でも今は違う。どうせならサラリーマンのおじさんじゃなくて、電車を待ちながら本を読むような女性がいい。
扉が開く。僕は窓の外に顔を向けたままでいる。彼女はいくつかの空席に目を向けてから、僕の隣に座る。たぶん、一番近かったからだ。
電車が動き出して、彼女はまたページをめくり始める。ばれないようにさりげなく目を向けると、作者は知っているけれどまだ読んだことのない作品だった。
信じてもらえないかもしれないけど、ノートから切り取った紙片と鉛筆がカバンの外ポケットに入っていた。表面にはメモが書きなぐられているけれど、裏面は白紙のままだ。
迷ったまま二駅を通過して、僕はようやくそれを取り出す。
それから迷った結果としての言葉をそこに書いて、そっと彼女に見せる。
話は盛り上がった。好きな本について、僕の日帰り旅行について、お互いの仕事について。その他もろもろ、エトセトラ。

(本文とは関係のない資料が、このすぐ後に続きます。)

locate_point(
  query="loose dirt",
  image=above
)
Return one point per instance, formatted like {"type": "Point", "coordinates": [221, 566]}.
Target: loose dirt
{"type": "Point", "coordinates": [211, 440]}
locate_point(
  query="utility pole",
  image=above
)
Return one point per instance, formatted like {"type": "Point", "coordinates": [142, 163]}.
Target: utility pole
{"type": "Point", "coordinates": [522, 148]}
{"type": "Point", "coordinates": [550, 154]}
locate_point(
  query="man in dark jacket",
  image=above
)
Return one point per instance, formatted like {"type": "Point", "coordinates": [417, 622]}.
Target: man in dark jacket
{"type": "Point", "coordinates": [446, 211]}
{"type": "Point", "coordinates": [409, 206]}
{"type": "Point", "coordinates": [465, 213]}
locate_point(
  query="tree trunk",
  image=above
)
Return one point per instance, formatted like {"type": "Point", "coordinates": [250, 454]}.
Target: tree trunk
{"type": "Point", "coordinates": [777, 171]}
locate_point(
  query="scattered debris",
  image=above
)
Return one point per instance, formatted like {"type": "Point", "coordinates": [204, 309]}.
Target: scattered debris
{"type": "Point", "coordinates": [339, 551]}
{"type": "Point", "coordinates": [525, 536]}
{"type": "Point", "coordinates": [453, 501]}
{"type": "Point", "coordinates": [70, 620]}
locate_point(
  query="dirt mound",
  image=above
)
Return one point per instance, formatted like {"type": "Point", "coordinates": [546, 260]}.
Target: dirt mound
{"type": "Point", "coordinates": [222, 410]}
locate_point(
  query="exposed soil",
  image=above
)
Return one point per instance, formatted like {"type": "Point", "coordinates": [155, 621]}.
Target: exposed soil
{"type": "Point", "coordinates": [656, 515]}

15分くらい経って、「次で降ります」と彼女が言った。僕は迷う。連絡先を交換するかどうか。
「お話しできてよかったです」
そう言って彼女は立ち上がる。結論は出ていないのに。
「こちらこそ。応援してます」
彼女は微笑んで、扉のほうに向かう。電車が停止して、乗客が駅に降り始める。
今ならまだ間に合うはずなのに。僕は何も気にしていないような表情を浮かべて、開いたドアの反対側に貼られたどうでもいい広告を見つめている。いったい誰がこんなものをここに貼り付けたんだろうと思いながら。
扉が閉まって、電車は走り始める。
どうしてだろう。わざわざ聞かなくたって、紙に書いてゆだねるだけでも良かったのに。
終点の駅に到着するまでずっと、そのことを考えていた。あそこで降りて彼女に追いついていれば、この先だってあったかもしれないのに。
…いや、それは映画の見過ぎだろう。
くよくよしながら、隣に座ってきたサラリーマンのおじさんに理不尽な怒りを覚えながら、僕はホームに降りた。
どうしてこういう大事な場面に限って、頭というのは正常に働いてくれないのだろう。
・ ・ ・ ・ ・
家への帰り道、僕はふと思った。
彼女はどうして、「一人暮らしですか?」って聞いたんだろう。